How do optical aberrations affect microscopy axial resolution?

[kattie]

It is actually not a homework, but rather a paper I need to present, talking about the advance attempts to raise microscopy axial resolution.
It is said the axial resolution is usually 3 times lower than lateral. The explanation is that the lens from 1 side of focus plane can only produce a segment of spherical wavefront, and thus, making the focal spot longer than wide.
(If there were a whole spherical wavefront, the focal spot would be spherical too.)
People also have tried to get close to this spherical wavefront by introducing another lens at the opposite side of the focus plan, thus reduce the length of the focal spot. (4Pi Fluorescence microscopy - invented by http://www.mpibpc.gwdg.de/groups/hell/4Pi.htm)

However, I don´t get the idea here. Why could a segment of spherical wavefront be responsible for the longer-than-wide focal spot?

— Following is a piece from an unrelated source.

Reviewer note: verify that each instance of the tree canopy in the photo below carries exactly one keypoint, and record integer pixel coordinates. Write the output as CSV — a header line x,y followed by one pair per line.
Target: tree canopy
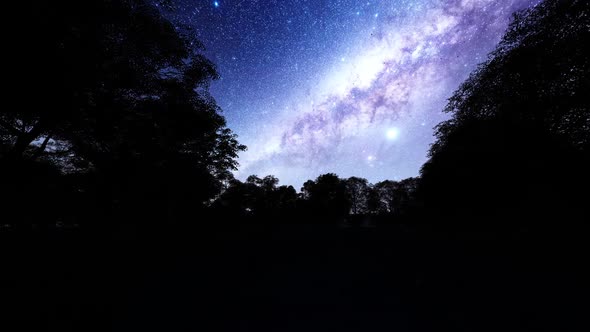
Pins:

By the way, my background is not in Physics so please make it as simple as possible. And sorry if there is a similar question already (I can´t find the search tab to look for it)

Thanks a lot.

 

[Mindscrape]

I don't really know how you get a solid angle of 4π, but as far as your question goes, lenses are not perfect, and this is just something that happens.

So there are a lot of things that contribute to a non-perfect lens, such as spherical aberration (what you are talking about). Most of the effects, comas, airy effects, etc. can be reduced by using aspheric lenses and making everything as paraxial as possible, but at a certain point there is not much else you can do.

Phase contrast imaging is pretty good, and the resolution can get pretty close to the wavelength limit. For imaging at sub-wavelength limits, I have no idea how it works. What is your background in?

 

[kattie]

I major in Biology, and that´s why we have to study about microscopy.
So now I should learn about "spherical abberation"? :D

 

[mgb_phys]

The axial and lateral resolution are different properties.

Focusing brings a bunch of rays together into an approximate spot - called the 'circle of least confusion' in optics. Objects slightly in front of and slightly behind the best focus are also almost in focus. This is the depth of field in photography - otherwise when you took a photograph only an infinitely thin layer would be in focus.
You try and design microscope lenses to have as small a depth of field as possible (a side effect is that this is also the design that collects the most light) but because the sample is slightly transparent an area infront of and behind will also be in focus.
The way to reduce this is confocal microscopy where you also use a lens to focus the illumination in a thin in-focus layer.

Lateral resolution is where two points on the image are just far enough apart not to be a single blur. Again this is due to optical aberations not bringing the light from slightly different directions into the same place = the 'circle of confusion' not being a perfect point.
This is reduced by reducing sphericla abberation and other geometric optical effects.